ACL2025
CCHall: A Novel Benchmark for Joint Cross-Lingual and Cross-Modal Hallucinations Detection in Large Language Models
Yongheng Zhang, Xu Liu, Ruoxi Zhou, Qiguang Chen, Hao Fei, Wenpeng Lu, Libo Qin
摘要
Investigating hallucination issues in large language models (LLMs) within cross-lingual and cross-modal scenarios can greatly advance the large-scale deployment in real-world applications. Nevertheless, the current studies are limited to a single scenario, either cross-lingual or cross-modal, leaving a gap in the exploration of hallucinations in the joint cross-lingual and cross-modal scenarios.
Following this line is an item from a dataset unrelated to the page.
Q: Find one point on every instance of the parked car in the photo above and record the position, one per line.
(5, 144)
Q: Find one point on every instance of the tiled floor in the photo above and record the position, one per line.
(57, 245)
Motivated by this, we introduce a novel joint Cross-lingual and Crossmodal Hallucinations benchmark (CCHall) to fill this gap. Specifically, CCHall simultaneously incorporates both cross-lingual and cross-modal hallucination scenarios, which can be used to assess the cross-lingual and crossmodal capabilities of LLMs. Furthermore, we conduct a comprehensive evaluation on CCHall, exploring both mainstream opensource and closed-source LLMs. The experimental results highlight that current LLMs still struggle with CCHall. We hope CCHall can serve as a valuable resource to assess LLMs in joint cross-lingual and cross-modal scenarios.